Paul testifies of the Israelites in the wilderness, that they “were all baptized unto Moses in the cloud and in the sea; and did all eat the same spiritual meat; and did all drink the same spiritual drink; for they drank of that spiritual Rock that followed them; and that Rock was Christ.” 1 Cor. x, 2-4. The gospel was preached to the children of Israel in the wilderness. The apostle says, “Unto us was the gospel preached, as well as unto them; but the word preached did not profit them, not being mixed with faith in them that heard it.” Heb. iv, 2.
Moses and the believing Jews had the faith and hope of the gospel. Through the blood of the sacrificial offerings, they saw Christ, and by faith embraced him. Their hopes of the future life were not in the law, but in Christ.
“The law,” says Paul, “having a shadow of good things to come.” The typical system is but the shadow. The good things, of which Christ as a sacrifice and mediator is the center, are the body that casts its shadow back into the Jewish age. The bleeding sacrifices of the legal system were but the shadow; Christ, bleeding on the cross, was the great reality. Every bleeding sacrifice offered by the Jews, understandingly and in faith, was as acceptable in the sight of Heaven as what Christians may do in showing their faith in the sufferings, death, and resurrection of Christ, in baptism and the Lord’s supper. The one was done in the faith and hope of redemption through the blood of the Son of God, as verily as the other may be. The gospel dispensation, which is the dispensation of the good news of redemption through Christ, has been six thousand years long.

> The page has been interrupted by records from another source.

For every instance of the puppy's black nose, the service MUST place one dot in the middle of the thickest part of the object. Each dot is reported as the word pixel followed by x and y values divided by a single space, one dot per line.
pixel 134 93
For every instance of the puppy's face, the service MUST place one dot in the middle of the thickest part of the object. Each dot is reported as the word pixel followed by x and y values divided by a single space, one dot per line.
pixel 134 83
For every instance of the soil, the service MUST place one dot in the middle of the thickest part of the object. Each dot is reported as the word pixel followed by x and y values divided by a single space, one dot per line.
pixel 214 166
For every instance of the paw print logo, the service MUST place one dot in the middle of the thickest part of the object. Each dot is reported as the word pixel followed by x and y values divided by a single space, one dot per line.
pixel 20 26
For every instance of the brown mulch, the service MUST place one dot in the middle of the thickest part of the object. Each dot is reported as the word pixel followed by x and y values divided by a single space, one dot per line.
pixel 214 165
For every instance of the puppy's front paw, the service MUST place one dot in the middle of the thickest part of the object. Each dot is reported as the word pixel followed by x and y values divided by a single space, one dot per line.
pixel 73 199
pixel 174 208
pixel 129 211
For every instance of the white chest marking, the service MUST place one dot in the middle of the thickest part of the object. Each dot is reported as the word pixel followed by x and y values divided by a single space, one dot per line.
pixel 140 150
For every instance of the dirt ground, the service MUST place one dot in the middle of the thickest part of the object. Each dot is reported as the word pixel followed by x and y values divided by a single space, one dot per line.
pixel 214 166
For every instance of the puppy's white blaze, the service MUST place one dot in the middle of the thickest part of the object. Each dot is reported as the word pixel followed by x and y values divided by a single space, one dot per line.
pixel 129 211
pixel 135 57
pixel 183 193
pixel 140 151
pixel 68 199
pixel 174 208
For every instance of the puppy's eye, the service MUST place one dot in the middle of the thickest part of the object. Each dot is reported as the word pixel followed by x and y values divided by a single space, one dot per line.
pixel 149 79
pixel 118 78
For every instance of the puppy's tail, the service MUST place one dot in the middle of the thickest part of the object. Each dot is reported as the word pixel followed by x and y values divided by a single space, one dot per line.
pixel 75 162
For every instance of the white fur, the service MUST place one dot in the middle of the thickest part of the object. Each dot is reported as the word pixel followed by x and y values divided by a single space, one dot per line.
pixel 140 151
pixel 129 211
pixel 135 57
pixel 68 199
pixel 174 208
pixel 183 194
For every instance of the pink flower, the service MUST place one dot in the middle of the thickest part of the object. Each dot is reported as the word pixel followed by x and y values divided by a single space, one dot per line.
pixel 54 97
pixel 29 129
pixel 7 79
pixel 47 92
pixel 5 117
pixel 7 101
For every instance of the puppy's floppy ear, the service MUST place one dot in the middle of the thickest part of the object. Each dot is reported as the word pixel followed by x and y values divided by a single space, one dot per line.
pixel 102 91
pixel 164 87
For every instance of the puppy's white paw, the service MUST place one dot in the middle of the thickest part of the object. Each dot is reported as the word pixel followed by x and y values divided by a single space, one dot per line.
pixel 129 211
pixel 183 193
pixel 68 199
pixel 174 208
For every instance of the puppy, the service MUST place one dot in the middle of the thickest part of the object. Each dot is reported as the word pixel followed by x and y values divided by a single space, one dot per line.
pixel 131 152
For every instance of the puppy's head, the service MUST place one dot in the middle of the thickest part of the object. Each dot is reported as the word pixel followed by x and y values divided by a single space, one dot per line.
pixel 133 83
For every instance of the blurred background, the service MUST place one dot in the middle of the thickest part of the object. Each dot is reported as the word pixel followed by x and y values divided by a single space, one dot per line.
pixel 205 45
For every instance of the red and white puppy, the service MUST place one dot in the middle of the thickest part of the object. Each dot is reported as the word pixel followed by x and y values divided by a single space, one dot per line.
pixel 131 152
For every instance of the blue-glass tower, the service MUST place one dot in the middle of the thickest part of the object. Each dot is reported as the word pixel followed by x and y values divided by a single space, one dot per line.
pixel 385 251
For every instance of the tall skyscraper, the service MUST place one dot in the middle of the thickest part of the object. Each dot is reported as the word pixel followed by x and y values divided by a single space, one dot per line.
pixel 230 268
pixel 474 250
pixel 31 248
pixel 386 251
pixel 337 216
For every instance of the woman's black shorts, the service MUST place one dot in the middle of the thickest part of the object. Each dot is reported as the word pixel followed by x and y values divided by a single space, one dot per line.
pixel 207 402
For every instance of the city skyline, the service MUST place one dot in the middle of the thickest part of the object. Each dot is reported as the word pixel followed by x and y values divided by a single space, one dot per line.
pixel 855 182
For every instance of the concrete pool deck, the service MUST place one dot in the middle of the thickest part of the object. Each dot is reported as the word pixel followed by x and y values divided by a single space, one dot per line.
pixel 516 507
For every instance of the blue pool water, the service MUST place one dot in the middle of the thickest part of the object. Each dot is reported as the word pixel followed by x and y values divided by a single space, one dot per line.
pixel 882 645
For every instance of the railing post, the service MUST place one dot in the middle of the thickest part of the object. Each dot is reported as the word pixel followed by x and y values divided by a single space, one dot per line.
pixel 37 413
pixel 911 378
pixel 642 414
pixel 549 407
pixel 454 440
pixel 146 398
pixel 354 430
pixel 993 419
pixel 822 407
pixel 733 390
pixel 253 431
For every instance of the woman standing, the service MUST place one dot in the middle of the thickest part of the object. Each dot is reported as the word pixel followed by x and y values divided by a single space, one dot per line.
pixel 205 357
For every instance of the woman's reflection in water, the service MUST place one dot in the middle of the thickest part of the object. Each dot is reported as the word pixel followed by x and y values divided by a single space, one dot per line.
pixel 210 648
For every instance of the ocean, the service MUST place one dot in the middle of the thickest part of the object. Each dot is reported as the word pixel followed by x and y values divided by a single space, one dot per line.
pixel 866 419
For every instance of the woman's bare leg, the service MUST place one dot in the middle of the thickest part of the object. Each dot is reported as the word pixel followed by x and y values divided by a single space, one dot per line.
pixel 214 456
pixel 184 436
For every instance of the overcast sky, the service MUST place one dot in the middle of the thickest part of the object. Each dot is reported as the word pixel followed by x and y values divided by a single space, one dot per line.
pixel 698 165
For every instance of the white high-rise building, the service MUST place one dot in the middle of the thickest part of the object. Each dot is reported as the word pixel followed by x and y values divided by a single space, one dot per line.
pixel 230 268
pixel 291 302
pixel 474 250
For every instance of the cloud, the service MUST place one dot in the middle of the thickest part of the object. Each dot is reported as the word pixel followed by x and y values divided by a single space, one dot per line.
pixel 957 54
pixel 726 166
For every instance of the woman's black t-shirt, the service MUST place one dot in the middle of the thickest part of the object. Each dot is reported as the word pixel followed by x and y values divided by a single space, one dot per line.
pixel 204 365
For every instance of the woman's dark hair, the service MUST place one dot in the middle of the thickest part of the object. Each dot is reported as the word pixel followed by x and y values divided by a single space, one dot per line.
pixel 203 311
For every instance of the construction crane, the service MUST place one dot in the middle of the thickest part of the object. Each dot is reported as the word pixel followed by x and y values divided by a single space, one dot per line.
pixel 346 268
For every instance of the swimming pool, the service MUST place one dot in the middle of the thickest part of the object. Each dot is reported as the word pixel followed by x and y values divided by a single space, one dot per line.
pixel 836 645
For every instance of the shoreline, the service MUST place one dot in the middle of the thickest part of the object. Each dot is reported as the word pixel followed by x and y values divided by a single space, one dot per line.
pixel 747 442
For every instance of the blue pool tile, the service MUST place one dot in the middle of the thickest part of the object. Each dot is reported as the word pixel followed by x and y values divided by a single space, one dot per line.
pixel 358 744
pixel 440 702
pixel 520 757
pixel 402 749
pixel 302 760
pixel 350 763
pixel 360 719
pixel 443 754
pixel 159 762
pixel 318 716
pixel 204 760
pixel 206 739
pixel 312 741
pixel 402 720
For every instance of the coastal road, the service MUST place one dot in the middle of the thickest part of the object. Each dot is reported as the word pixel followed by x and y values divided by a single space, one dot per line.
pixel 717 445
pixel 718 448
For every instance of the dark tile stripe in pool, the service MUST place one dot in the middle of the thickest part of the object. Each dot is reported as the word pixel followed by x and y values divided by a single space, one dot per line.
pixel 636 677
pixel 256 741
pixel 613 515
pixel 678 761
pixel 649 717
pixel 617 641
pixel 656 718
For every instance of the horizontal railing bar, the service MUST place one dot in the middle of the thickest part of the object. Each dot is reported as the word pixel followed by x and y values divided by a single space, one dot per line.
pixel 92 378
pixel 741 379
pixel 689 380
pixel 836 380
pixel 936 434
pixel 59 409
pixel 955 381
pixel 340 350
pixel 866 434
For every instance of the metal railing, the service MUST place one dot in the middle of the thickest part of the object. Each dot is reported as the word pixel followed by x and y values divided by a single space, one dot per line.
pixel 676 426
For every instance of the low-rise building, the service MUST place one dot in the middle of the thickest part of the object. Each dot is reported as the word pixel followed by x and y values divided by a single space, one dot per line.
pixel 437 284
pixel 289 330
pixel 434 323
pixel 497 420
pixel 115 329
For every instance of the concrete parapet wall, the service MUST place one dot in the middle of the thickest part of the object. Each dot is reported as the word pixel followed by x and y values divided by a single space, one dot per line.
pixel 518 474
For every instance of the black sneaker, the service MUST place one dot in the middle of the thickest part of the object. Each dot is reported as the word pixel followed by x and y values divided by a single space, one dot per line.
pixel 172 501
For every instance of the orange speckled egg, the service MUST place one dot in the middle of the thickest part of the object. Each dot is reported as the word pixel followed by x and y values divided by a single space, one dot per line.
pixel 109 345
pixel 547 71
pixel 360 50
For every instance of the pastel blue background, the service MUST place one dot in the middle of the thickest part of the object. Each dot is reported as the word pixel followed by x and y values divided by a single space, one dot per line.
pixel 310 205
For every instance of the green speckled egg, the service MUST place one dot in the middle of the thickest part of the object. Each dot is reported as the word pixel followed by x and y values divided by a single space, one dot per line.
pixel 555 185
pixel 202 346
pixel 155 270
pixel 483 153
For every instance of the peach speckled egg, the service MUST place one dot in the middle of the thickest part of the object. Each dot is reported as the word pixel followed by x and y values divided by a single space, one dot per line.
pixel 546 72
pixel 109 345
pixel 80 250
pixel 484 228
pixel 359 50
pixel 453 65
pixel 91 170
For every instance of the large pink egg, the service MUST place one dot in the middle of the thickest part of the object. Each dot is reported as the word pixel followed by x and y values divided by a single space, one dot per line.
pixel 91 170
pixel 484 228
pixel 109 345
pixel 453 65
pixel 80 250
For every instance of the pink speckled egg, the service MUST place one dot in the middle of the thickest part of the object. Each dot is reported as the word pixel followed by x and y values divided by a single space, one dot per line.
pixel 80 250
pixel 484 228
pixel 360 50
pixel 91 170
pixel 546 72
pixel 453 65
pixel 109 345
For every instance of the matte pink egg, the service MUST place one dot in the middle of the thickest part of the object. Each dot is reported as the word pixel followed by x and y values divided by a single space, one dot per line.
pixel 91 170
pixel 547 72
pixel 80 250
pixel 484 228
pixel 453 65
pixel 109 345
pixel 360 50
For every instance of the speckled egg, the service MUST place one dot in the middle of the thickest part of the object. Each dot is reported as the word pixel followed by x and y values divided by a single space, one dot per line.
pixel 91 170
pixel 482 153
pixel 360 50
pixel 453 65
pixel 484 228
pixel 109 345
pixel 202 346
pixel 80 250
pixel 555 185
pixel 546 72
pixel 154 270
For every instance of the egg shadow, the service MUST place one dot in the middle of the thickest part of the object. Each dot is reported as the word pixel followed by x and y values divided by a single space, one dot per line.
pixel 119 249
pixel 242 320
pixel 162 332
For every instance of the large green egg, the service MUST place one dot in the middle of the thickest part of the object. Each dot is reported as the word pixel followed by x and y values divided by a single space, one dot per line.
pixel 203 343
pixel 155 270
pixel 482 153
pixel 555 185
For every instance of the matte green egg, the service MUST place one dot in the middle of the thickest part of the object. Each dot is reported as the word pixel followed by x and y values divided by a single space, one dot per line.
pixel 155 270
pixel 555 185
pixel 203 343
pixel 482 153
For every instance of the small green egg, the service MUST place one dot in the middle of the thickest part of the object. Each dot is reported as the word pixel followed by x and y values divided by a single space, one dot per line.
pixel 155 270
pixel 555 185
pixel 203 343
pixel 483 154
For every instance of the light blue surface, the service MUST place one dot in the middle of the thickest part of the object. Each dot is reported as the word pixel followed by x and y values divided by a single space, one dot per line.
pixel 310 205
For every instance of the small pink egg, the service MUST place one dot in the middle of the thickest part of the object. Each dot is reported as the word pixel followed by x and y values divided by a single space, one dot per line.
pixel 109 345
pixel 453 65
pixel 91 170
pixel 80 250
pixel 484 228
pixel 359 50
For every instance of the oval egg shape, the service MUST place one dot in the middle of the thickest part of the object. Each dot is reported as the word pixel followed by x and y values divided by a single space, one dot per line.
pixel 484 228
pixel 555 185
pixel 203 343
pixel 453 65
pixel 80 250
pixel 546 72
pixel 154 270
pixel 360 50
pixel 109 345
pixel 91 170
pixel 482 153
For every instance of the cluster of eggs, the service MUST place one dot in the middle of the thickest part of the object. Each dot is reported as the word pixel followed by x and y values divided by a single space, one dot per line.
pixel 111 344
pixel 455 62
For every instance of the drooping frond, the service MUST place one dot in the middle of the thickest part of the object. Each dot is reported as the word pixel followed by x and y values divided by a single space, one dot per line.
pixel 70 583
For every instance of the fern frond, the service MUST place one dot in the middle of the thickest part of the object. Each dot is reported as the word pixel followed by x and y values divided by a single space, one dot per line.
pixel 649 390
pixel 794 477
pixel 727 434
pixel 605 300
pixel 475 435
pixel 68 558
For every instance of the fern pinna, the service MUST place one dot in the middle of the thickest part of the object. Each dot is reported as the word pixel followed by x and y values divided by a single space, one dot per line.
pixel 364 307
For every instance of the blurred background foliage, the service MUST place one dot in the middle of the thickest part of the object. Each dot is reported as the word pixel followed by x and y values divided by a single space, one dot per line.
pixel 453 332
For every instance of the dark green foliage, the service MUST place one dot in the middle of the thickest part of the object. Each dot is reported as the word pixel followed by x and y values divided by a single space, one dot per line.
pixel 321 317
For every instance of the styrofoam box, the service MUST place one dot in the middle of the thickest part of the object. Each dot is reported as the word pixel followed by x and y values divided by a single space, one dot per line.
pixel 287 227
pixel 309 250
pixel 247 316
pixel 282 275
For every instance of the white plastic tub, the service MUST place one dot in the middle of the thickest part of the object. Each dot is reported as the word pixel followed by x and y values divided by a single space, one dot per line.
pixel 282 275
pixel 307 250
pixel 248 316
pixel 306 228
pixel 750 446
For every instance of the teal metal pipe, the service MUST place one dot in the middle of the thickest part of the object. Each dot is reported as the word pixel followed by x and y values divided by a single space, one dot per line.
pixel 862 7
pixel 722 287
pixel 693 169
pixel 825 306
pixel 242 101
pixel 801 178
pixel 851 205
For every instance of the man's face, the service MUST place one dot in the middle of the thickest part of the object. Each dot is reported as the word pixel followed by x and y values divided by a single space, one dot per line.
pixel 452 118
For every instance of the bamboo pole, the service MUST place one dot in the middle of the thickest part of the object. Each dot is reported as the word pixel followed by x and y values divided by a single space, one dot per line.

The dispensation of the law of God is longer than that of the gospel. It commenced before the fall, or there could not have been in the justice of God any such thing as the fall. It existed as early as there were created intelligences subject to the government of the Creator. It covers all time, and extends to the future, running parallel with the eternity of God’s moral government. Angels fell, therefore were on probation. They, being on probation, were consequently amenable to law. In the absence of law, they could not be on probation, therefore, could not fall. The same may be said of Adam and Eve in Eden.
The ten commandments are adapted to fallen beings. As worded in the sacred Scriptures given to man in his fallen state, they were not adapted to the condition of holy angels, nor to man in his holy estate in Eden. But the two grand principles of God’s moral government did exist before the fall, in the form of law. These are given in the Old Testament, and are quoted by Christ in the New, as the two great commandments: “Thou shalt love the Lord thy God with all thy heart, and with all thy soul, and with all thy mind. This is the first and great commandment. And the second is like unto it, Thou shalt love thy neighbor as thyself. On these two commandments hang all the law and the prophets.” Matt. xxii, 37-40. Compare Deut. vi, 5; Lev. xix, 18.
These two commandments require supreme love to the Creator, and love to fellow-creatures equal to that bestowed upon one’s self. Angels could do no more than these require. Adam could do no more. We can do no more. The two great commandments embrace all that is required by the ten precepts of the decalogue. They are the grand circle inside of which is the will of God to man. No precept, and no principle, of the Book of God, extends beyond this circle.
Soon after the fall, we see this circle in ten parts. The two principles of God’s moral government are seen in ten precepts, worded to meet man’s fallen condition. Love to God is taught in the first four commandments, and love to our fellow-man is taught in the last six. The prophets of the Lord, the Son of God, and the apostles of Jesus, have all spoken in harmony with the ten precepts of the law of Jehovah. The whole duty of man, says Solomon, is to fear God and keep his commandments.